Dr. Erick Ridout, medical director of Dixie Regional Medical Center’s newborn intensive care unit (NICU), said there are times when less is more. He points to the Institute of Medicine’s overarching six aims for improvement, which include “Healthcare must be safe,” “healthcare must be effective,” and “healthcare must be patient-centered.” In the NICU, that means “the emphasis is on awakening less, poking less, and doing less,” he said.
The imperical evidence is in babies cared for at Dixie Regional’s NICU which is ranked number one among all Intermountain Healthcare hospitals. Dixie Regional shows better outcomes than the majority of participating NICUs worldwide including those in major medical centers and teaching hospitals located in large metropolitan areas.
This is based upon data collected from more than 850 NICUs across the globe that participate in an international NICU benchmarking and quality improvement network. The NICUs’ extreme preterm babies, those born between 22 and 29 weeks, were evaluated based on 17 criteria.
Dr. Ridout explained how Dixie Regional achieved its results, “When we minimize the number of times we take blood and do lab tests, it improves eye and brain development.” In addition, it reduces the risk of newborns acquiring infections while in the NICU. “We don’t tolerate hospital-acquired infections,” he said, “period. That improves the outcome for our babies, and it saves resources.”
Of course, there are times when more is, well, more. More skin-to-skin contact and more time to bond with family is crucial in helping fragile babies thrive, and they are the mainstay of Dixie Regional’s NICU.
James and Leslie Courtright had this experience last fall when their twin girls, Yasmin and Sophia were born 11 weeks premature. “Our family spent 74 days in the NICU being shepherded through the most trying time of our lives by the most gentle and caring staff,” Leslie said. “Their support alleviated the stress of this difficult experience.”
Leslie said the doctors and nurses provided excellent physical and emotional support for the whole family. “I never wanted to be in the need to meet them, but now I’m so glad I did," she said. The care started before Yasmin and Sophia were born. “The staff stopped into the labor and delivery room. That set the tone for the level of care we’d be experiencing, " Leslie continued.
Later, when Sophia was ready to be discharged but her twin sister wasn't, NICU staff went out of their way to take care not only of Yasmin, but of the whole family. “We live in Virgin,” explained Leslie. “We were so worried about dividing our time between the girls. But the hospital was able to accommodate all of us in the pediatric unit so we could stay as a family.”
That intense family time was critical in Yasmin’s development, and may not have happened in an city.

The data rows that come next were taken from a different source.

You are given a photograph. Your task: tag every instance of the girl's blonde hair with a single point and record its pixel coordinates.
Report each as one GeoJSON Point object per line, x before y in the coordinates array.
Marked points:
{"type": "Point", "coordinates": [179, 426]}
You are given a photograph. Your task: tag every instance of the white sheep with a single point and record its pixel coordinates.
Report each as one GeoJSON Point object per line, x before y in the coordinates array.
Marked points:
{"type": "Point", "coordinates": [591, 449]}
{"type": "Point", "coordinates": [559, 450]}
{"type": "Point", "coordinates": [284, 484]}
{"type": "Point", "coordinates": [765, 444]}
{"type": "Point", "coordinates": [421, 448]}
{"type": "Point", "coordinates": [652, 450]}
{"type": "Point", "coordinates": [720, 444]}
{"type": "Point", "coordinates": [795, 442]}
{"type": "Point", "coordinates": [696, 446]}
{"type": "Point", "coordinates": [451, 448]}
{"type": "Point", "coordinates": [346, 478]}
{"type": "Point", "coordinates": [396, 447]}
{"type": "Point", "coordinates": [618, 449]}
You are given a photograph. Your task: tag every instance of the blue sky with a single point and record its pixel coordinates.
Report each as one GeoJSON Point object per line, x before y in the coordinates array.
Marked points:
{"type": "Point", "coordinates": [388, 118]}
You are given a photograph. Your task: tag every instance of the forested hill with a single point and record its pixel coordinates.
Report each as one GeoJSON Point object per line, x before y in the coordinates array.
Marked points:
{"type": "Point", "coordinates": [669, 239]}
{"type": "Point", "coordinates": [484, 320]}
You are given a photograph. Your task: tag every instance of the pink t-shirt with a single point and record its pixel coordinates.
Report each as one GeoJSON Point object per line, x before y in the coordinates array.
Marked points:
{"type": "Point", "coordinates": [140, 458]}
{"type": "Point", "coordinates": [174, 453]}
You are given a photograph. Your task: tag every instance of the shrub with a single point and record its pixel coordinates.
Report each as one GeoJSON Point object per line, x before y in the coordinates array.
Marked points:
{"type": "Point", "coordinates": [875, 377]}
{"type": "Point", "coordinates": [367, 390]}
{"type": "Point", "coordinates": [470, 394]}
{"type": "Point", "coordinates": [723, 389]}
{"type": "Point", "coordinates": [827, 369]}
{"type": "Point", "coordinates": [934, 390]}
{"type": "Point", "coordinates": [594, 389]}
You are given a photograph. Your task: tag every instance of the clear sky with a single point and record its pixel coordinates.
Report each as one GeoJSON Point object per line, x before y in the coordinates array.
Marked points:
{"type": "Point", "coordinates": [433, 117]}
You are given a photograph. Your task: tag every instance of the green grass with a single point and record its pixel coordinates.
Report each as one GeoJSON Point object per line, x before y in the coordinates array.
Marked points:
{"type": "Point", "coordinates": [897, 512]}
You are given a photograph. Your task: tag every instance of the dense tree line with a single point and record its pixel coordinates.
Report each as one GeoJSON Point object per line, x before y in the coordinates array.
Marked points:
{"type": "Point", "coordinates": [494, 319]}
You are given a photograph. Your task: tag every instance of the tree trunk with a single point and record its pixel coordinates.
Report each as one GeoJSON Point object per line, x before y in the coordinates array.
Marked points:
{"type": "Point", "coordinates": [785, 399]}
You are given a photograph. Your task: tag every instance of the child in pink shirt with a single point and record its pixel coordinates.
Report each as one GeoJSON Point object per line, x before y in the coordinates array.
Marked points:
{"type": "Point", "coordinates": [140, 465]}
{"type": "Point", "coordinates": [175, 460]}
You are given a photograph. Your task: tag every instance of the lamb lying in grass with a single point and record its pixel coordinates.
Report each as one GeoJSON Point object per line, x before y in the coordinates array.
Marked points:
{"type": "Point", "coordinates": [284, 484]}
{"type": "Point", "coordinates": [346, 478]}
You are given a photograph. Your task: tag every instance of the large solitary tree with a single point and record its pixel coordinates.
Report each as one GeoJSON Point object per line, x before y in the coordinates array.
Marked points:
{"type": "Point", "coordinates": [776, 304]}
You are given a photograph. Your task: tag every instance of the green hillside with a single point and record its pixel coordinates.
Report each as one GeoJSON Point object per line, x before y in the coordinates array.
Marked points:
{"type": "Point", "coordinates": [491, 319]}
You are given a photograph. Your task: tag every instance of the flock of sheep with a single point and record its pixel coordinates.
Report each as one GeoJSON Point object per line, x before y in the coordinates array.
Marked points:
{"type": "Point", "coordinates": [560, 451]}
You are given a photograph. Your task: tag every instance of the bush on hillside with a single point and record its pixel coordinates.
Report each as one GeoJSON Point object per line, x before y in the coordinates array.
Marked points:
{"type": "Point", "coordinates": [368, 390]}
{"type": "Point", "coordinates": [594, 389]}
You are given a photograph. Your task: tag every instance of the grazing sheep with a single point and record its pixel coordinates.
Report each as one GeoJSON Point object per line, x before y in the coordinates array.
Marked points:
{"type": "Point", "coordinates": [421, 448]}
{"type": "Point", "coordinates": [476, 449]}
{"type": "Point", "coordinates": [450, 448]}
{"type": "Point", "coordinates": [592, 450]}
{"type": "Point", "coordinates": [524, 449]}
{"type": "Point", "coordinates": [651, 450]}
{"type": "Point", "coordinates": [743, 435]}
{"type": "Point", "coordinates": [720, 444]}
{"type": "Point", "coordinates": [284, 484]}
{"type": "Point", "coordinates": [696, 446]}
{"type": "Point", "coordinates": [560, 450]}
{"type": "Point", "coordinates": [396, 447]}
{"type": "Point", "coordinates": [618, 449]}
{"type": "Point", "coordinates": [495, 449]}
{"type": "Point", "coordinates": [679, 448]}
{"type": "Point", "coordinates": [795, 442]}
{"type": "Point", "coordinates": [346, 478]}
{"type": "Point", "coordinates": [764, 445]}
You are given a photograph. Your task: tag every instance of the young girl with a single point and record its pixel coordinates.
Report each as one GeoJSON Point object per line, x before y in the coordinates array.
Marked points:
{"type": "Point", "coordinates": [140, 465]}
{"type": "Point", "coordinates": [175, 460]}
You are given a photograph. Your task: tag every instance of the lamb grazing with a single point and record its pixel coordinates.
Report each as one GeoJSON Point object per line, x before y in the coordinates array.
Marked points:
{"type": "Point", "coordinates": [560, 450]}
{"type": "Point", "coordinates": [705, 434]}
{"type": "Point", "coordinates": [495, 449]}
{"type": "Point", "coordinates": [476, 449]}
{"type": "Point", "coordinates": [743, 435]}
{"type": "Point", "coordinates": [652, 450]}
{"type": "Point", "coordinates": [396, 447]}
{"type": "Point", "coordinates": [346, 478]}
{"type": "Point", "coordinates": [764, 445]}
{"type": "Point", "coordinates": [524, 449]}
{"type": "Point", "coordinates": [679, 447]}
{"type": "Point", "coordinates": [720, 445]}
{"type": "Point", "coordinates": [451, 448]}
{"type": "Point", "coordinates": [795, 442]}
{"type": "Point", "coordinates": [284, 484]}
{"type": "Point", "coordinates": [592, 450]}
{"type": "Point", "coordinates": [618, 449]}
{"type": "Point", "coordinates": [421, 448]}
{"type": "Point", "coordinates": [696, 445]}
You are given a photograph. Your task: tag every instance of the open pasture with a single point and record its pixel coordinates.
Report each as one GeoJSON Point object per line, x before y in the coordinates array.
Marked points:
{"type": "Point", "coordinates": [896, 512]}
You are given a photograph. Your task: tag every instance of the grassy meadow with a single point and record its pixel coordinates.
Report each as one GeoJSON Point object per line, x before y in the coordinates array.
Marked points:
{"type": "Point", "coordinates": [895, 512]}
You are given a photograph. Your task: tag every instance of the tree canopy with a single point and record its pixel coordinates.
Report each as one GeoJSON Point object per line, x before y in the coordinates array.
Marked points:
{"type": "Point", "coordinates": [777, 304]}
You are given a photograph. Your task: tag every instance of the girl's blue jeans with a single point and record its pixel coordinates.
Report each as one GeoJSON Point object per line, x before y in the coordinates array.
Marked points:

Jeannette Cutner, NICU nurse manager said, “A lot of times the perception is that you have to go to a NICU at a tertiary hospital in a large metropolitan area for high-level care. We provide tertiary care in a community-based NICU setting and practice within a family-centered care model. Our patients are our neighbors, our friends, and our family," she said.
There is another huge bonus that comes with having the NICU available in St. George, according to Cutner. “Just the fact that families can stay closer to home is a big deal. Many of these families have other small children. So, with an NICU facility located in St. George, parents are able to take care of their baby in the hospital and go home and take care of their other family members. Mother and father have time to bond with their critically ill child and still provide a stable home front. That ability helps marriages and families survive," Cutner said.
As the regional population and the reputation of Dixie’s NICU have grown, the unit has had the opportunity and obligation to treat more critically ill infants from communities farther and farther away, so much so that the NICU’s current space is too small to accommodate the increasing demand for care.
The Foundation of Dixie Regional Medical Center has announced that the 2011 Jubilee of Trees will be “giving new life to the holidays” by raising funds to help expand children’s services at Dixie Regional Medical Center, including the NICU.
All of this will help the NICU team continue to provide the kind of care that has been experienced by the Courtrights and countless other Dixie Regional newborn intensive care unit graduates and their families.